To screen and remove such language, companies like OpenAI hire workers through subordinate firms to delete such content. Many of these workers who live in poor countries like Kenya and Venezuela are paid a pittance to reduce costs to a minimum; they spend hours and hours a day for survival earnings. In addition, many of the workers are so disturbed by the offensiveness of what they have to read that they suffer severe psychological damage. Hoa calls this situation and exploitation an “acceleration toward [a] modern-day colonial world order.”

This she sees as a rebirth of the abuses of an earlier time of competing world empires: “During the long era of European colonialism, empires seized and extracted resources that were not their own and exploited the labor of the people they subjugated to mine, cultivate, and refine those resources for the empires’ enrichment.”
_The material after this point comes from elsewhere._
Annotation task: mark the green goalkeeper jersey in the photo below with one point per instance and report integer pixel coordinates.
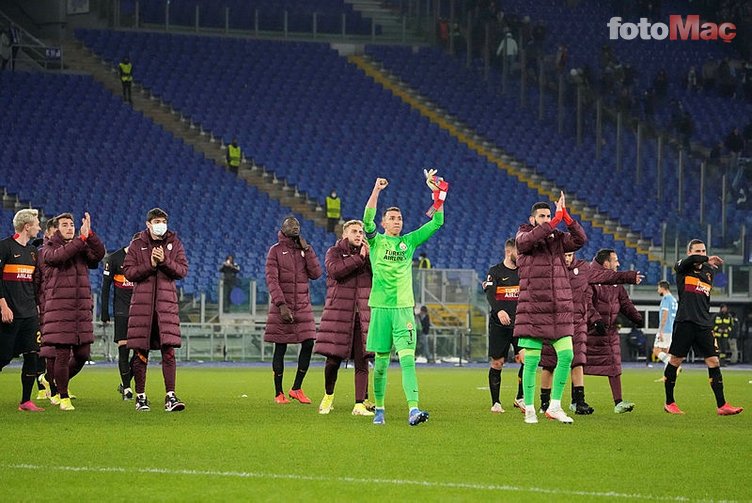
(392, 261)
Beyond this exploitation of people, our habitat and its resources in multiple countries have become expendable in the exponential need for more and more power generation for AI facilities, eating up thousands of acres of land and consuming massive amounts of potable water to cool processing machinery. In addition, the cost of creating these facilities adds up to many billions: “By 2030, at the current pace of growth, data centers are projected to use 8 percent of the country’s power, compared with 3 percent in 2022; AI computing globally could use more energy than all of India, the world’s third-largest electricity consumer.”

It’s clear that Karen Hao is skeptical about and even hostile to AI developments in light of the fallibilities of the highly compensated Silicon Valley leaders, the starved workers at the bottom, the despoiling of land and water, and the vague uncertainty that AGI will ever be achieved or worth the costs considering its potential of destructive effects on human society. Her suggested alternative to the present system is certainly idealistic—a collection of small-scale democratic community projects conducted throughout the world: “Models can be small and task specific, their training data contained and knowable, ridding the incentives for widespread exploitative and psychologically harmful labor practices and the all-consuming extractivism of producing and running massive supercomputers.” But would the billionaires of OpenAI and its rivals allow that to happen?